Hi! I’m a new user to Julia that wish to develop some packages. However, when it comes to documentation generation, I find it quite cumbersome.
To be specific, I’m a lazy-ish person, and would try to generate documentations from function docstrings. My problem with Documenter.jl is if it could generate both the README.md and the website in a simple manner?
I know there’s a DocumenterMarkdown.jl package, but then the workflow would be quite complicated, like moving files around, not to mention that the package is sort of unmaintained. To make things even worse, I currently use codeberg, where pages are hosted on a separate branch!
Just here to ask: are there packages to streamline or at least accomplish this without too much hassle? Thanks!

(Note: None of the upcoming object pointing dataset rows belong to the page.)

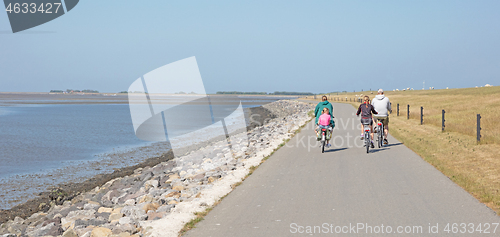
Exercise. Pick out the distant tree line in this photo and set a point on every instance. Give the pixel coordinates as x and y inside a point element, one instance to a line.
<point>262,93</point>
<point>74,91</point>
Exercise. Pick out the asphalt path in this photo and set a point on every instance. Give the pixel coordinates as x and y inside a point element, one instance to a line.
<point>300,191</point>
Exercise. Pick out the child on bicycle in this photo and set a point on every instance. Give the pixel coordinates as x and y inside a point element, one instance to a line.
<point>324,122</point>
<point>366,110</point>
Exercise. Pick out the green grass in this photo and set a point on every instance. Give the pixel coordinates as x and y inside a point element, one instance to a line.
<point>455,152</point>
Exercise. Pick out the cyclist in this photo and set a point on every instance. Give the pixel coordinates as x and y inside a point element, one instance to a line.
<point>383,107</point>
<point>324,122</point>
<point>319,110</point>
<point>366,110</point>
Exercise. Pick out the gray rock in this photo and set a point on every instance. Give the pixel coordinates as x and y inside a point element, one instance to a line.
<point>134,212</point>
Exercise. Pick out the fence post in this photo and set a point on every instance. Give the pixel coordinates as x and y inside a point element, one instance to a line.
<point>442,122</point>
<point>421,115</point>
<point>478,127</point>
<point>408,112</point>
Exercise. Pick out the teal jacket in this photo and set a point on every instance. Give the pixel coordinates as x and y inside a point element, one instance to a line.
<point>319,110</point>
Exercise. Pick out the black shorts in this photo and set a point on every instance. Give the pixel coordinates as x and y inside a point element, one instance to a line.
<point>366,121</point>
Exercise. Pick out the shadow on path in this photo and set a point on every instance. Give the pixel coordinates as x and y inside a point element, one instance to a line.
<point>395,144</point>
<point>338,149</point>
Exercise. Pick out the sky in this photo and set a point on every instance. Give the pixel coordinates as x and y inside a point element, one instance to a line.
<point>307,46</point>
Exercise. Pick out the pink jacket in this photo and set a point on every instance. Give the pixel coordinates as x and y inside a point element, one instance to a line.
<point>324,119</point>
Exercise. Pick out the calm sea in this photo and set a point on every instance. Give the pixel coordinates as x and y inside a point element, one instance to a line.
<point>36,140</point>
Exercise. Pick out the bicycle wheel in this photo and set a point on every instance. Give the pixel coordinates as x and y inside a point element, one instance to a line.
<point>380,136</point>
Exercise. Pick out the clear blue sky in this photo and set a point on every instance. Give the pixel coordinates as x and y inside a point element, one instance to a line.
<point>313,46</point>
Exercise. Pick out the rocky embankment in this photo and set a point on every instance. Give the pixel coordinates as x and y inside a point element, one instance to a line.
<point>159,200</point>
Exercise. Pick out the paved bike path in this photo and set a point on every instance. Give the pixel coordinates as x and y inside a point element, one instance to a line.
<point>300,187</point>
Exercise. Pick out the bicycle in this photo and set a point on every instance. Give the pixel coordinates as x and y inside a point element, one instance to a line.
<point>323,139</point>
<point>367,137</point>
<point>380,130</point>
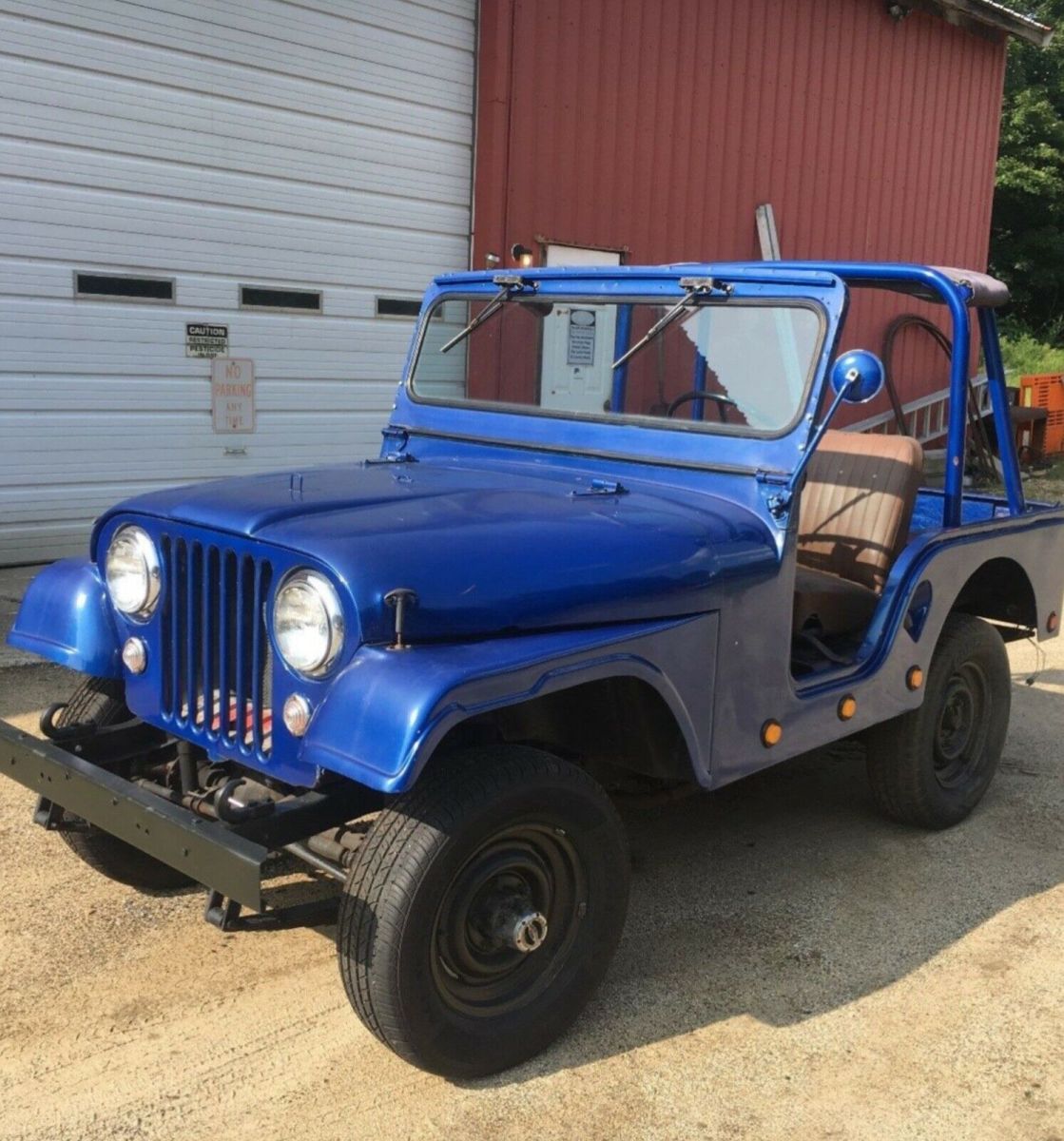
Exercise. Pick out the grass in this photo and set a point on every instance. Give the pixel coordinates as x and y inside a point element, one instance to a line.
<point>1025,355</point>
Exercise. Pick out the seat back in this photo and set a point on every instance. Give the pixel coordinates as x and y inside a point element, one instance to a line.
<point>857,505</point>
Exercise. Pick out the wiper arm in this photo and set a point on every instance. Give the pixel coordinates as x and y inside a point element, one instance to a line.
<point>696,288</point>
<point>493,306</point>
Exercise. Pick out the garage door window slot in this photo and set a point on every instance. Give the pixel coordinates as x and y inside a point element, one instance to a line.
<point>286,300</point>
<point>124,288</point>
<point>398,307</point>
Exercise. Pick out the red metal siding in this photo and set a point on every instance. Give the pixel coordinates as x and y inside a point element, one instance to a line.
<point>658,126</point>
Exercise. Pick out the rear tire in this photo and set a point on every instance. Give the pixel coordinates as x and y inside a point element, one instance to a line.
<point>100,702</point>
<point>931,767</point>
<point>483,911</point>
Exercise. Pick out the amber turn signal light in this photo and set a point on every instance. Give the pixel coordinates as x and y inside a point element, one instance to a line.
<point>772,734</point>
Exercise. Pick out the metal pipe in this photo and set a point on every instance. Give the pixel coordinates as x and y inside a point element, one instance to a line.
<point>1002,417</point>
<point>187,767</point>
<point>300,851</point>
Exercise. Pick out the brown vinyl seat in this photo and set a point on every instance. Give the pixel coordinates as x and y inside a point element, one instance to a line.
<point>853,522</point>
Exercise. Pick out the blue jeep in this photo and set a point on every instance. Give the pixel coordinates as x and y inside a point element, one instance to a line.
<point>609,542</point>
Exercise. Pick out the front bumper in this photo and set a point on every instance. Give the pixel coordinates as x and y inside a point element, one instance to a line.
<point>205,850</point>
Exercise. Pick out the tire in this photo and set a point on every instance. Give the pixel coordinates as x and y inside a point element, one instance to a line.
<point>931,767</point>
<point>100,701</point>
<point>483,911</point>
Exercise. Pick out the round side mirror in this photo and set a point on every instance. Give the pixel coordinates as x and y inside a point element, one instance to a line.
<point>858,377</point>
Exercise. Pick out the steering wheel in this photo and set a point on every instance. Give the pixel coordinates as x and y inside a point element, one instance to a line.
<point>723,402</point>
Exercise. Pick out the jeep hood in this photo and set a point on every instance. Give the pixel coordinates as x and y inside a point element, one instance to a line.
<point>489,549</point>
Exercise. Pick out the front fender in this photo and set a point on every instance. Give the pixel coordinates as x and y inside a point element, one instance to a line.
<point>66,617</point>
<point>390,708</point>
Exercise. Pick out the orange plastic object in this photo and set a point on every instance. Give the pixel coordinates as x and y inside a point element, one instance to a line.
<point>1047,392</point>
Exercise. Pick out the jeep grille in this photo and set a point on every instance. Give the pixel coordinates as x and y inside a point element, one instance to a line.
<point>216,651</point>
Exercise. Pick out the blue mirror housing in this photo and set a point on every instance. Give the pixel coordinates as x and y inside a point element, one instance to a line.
<point>858,377</point>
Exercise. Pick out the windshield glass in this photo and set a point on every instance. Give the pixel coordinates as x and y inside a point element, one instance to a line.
<point>732,365</point>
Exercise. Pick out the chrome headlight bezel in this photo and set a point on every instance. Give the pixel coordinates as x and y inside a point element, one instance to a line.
<point>141,549</point>
<point>322,593</point>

Sorry I made things unclear! Basically, given docstrings from my functions, I would want to generate both a README.md and the built documenter website. The codeberg part I guess I would have to solve myself by moving the build/ folder into the pages branch, so it might not be too relevant.

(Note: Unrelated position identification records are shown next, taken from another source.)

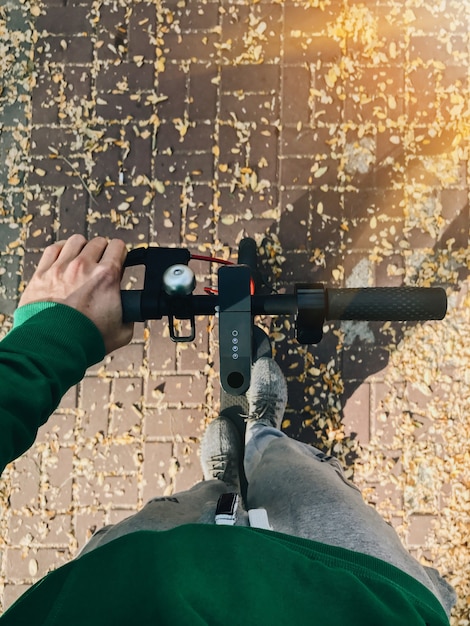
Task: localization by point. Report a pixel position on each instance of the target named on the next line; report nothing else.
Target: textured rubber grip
(387, 303)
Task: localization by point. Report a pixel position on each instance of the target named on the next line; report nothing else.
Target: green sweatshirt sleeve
(48, 351)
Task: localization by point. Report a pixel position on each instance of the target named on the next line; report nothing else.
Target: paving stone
(165, 121)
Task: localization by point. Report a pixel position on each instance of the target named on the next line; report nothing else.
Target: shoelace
(266, 406)
(219, 463)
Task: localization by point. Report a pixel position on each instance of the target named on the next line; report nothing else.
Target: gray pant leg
(307, 495)
(195, 506)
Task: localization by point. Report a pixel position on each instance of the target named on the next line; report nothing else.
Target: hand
(86, 276)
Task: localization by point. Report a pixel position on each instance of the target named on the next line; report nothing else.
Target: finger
(95, 249)
(71, 249)
(50, 256)
(115, 253)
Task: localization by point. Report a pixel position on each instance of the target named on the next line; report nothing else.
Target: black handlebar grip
(247, 253)
(387, 303)
(131, 306)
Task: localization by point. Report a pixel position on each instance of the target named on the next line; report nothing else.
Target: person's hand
(85, 275)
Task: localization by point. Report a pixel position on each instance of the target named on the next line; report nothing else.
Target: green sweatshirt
(193, 574)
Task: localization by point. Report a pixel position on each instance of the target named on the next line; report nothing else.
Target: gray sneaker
(221, 449)
(267, 395)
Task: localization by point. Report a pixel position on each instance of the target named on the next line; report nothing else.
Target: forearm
(40, 359)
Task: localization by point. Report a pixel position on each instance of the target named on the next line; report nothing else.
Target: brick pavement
(335, 131)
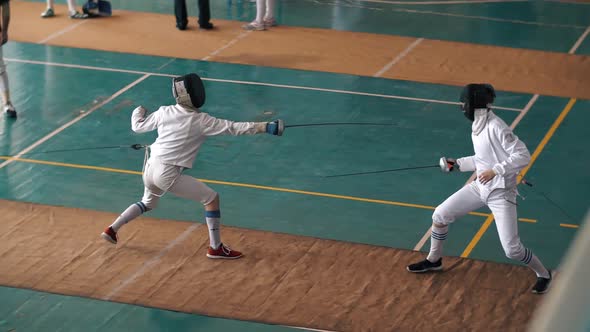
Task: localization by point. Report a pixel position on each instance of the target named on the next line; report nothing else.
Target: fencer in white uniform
(499, 157)
(182, 129)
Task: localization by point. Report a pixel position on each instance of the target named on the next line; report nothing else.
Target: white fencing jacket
(496, 148)
(181, 131)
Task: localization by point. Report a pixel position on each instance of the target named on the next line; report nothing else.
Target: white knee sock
(534, 263)
(260, 10)
(270, 6)
(132, 212)
(4, 87)
(213, 223)
(437, 238)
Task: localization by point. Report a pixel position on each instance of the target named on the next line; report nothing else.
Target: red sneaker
(110, 235)
(223, 252)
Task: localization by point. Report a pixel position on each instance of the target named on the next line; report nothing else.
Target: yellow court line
(534, 157)
(569, 225)
(236, 184)
(527, 220)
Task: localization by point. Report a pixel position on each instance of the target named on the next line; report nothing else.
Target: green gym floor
(70, 98)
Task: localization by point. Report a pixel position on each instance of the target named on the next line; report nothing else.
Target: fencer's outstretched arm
(213, 126)
(140, 123)
(519, 156)
(466, 164)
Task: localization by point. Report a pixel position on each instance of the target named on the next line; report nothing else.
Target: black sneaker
(206, 26)
(542, 284)
(425, 266)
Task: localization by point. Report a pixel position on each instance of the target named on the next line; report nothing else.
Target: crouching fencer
(499, 157)
(182, 129)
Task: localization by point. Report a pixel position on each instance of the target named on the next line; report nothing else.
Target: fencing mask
(189, 91)
(476, 96)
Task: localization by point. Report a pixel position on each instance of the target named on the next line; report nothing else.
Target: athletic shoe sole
(222, 257)
(107, 238)
(438, 268)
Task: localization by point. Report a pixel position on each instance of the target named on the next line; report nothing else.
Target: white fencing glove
(448, 164)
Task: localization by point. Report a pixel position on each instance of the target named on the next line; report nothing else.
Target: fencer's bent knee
(442, 218)
(213, 199)
(149, 204)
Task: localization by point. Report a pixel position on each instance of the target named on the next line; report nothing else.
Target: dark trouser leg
(204, 13)
(181, 14)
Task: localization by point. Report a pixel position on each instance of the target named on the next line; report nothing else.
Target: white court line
(61, 32)
(399, 57)
(166, 63)
(233, 41)
(307, 328)
(516, 121)
(76, 119)
(435, 101)
(450, 2)
(153, 261)
(579, 41)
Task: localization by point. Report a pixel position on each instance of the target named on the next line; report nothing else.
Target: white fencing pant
(159, 178)
(502, 203)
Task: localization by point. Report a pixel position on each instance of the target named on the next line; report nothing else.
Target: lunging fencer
(499, 157)
(182, 129)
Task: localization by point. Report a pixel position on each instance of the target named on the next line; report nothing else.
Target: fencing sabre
(381, 171)
(133, 146)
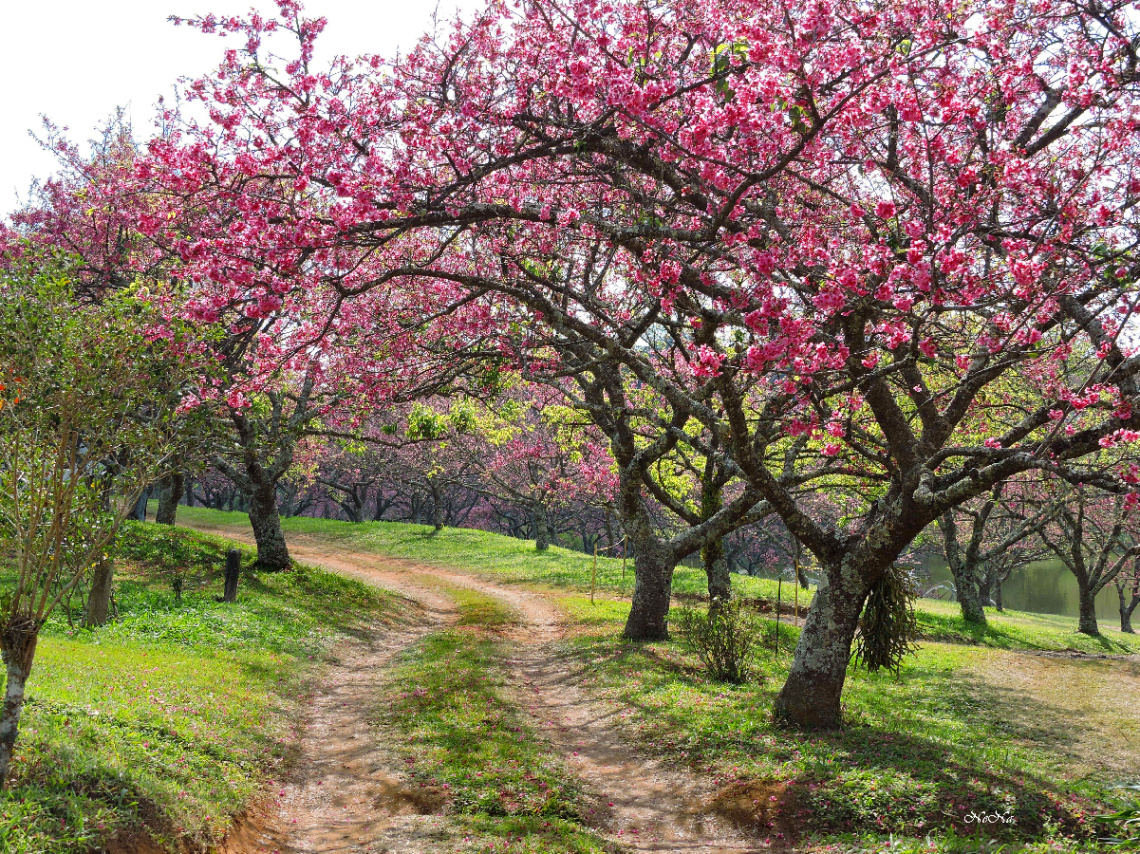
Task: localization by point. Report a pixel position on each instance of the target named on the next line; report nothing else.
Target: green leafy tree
(84, 428)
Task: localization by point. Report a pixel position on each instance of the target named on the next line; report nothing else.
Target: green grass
(514, 561)
(504, 559)
(917, 755)
(171, 717)
(469, 749)
(1019, 631)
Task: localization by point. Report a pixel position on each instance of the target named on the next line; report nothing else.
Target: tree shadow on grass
(915, 756)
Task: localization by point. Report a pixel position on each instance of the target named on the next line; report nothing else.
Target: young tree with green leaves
(86, 426)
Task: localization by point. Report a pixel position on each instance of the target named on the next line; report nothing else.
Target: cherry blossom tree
(825, 243)
(999, 539)
(1097, 537)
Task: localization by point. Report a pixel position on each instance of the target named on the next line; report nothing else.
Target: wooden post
(797, 596)
(233, 566)
(779, 598)
(593, 576)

Since the DocumenterMarkdown.jl package is not actively maintained, should I still use it or seek for a newer version?
Well, the index.md page of the documentation and README.md are usually similar, but not the same. If you update one of them, you often also have to update the other one.
That’s good to know! A git-ish tool for diffing I would definitely check it out. I guess in the meantime I will just stick with manually editing stuff. Not too bad since my package is small.
However, I do wonder what creators of larger packages could do about it.
I would not do that. The function and type references should not all be in the README.md file. Unless you have a very small package. Usually, in the README.md file I explain the purpose of the package, the installation, and perhaps one example.
And things like license and references.
In the html documentation there would be index.md (similar to README.md), and then a page Types, a page Functions, a page Examples etc.
Oh yes, I guess that would be the de facto way of doing it, especially for large projects. Even though my package is small, I better stick with that practice. Thanks!